The results obtained suggest the importance of model selection that is consistent with the specific characteristics of the available dataset in terms of historical depth, completeness and seasonality. The adoption of complex models does not automatically translate into improved performance and can be counterproductive if the operating conditions differ from those used for training. Furthermore, the ultra-conservative synthetic augmentation strategy proposed in this work demonstrates that carefully controlled perturbations can produce measurable benefits without introducing unrealistic patterns—offering a viable and computationally lightweight tool for improving model resilience in severely constrained datasets. The modularity of the implemented pipeline also ensures that the entire framework can be transferred to other buildings, districts or cities with minimal adjustments, supporting scalability and facilitating practical adoption by energy managers and public authorities.

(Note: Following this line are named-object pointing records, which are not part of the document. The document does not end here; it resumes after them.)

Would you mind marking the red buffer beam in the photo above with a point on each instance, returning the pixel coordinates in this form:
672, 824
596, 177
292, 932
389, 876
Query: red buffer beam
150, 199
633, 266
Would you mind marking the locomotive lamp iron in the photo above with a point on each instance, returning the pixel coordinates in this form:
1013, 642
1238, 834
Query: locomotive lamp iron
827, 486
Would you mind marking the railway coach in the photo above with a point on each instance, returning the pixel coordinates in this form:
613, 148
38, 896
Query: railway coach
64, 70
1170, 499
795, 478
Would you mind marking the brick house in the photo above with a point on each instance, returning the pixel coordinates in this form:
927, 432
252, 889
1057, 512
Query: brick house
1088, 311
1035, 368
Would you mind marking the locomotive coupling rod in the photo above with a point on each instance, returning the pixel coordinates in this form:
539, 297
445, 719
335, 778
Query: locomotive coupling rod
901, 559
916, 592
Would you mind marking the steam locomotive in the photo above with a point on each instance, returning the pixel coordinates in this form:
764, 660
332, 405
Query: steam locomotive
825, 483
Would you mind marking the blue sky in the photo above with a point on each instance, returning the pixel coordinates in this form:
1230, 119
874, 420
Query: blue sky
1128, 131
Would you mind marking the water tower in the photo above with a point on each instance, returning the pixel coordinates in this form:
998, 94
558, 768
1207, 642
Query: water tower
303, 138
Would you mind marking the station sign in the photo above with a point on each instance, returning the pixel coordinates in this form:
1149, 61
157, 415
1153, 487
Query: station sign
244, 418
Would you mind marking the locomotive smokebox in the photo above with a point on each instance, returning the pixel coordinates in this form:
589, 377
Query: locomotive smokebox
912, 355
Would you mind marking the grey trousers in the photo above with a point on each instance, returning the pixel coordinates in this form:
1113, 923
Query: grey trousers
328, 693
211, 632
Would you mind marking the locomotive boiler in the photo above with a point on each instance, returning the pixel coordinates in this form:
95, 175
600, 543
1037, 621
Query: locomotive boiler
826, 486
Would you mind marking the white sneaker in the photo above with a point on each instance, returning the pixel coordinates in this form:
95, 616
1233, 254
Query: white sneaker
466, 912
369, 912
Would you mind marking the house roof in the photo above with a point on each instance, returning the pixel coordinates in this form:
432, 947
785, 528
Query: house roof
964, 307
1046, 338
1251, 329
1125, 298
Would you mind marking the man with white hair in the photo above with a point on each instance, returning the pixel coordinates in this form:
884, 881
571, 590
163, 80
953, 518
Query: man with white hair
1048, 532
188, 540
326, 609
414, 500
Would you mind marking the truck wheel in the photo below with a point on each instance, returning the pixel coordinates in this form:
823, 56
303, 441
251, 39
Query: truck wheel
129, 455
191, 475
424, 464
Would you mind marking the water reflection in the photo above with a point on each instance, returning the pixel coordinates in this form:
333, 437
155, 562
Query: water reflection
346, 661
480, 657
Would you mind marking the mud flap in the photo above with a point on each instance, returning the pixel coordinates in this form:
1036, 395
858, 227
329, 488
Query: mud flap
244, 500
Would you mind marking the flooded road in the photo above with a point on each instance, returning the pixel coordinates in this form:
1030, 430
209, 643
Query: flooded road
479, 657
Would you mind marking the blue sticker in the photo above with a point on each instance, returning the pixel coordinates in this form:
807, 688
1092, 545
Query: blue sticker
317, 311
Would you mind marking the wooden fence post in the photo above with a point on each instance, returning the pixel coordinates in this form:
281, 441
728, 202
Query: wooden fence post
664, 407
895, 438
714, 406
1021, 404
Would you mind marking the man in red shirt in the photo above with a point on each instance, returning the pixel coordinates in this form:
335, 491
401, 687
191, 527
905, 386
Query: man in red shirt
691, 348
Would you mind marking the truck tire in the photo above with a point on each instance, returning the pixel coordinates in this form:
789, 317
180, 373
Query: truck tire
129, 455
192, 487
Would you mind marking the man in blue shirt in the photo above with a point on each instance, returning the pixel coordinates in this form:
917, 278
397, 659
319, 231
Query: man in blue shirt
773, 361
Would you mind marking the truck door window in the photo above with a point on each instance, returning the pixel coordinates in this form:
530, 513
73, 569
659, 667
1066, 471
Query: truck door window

One prospect for future development could be to integrate exogenous variables into forecasting models to improve the predictive capacity in contexts with limited historical data. In particular, including climatic factors, behavioral data and dynamic energy pricing information could enable models to capture variations in energy consumption profiles more effectively. The inclusion of these external variables could help to disambiguate the seasonal component from the behavioral component of consumption, improving the model’s ability to generalize even when time series are short or uneven. In addition, they may investigate adaptive or model-specific augmentation strategies, as well as the computational cost and deployment requirements associated with each model family, to further support real-world implementation in resource-constrained environments. The combination of heterogeneous data sources lays the foundation for the development of more robust multimodal models, suitable for supporting operational decisions in complex urban environments. In conclusion, the work presented provides a rigorous experimental protocol with operational guidelines useful for the development of AI-based forecasting systems capable of maintaining reliability in conditions that are typical of real urban contexts, helping to bridge the gap between theoretical applications and practical requirements in local energy planning processes. By quantifying the minimum usable historical depth, identifying the most robust model families under each constraint and demonstrating viable mitigation mechanisms for extreme small data scenarios, this study helps to bridge the gap between theoretical applications and practical requirements in local energy planning processes.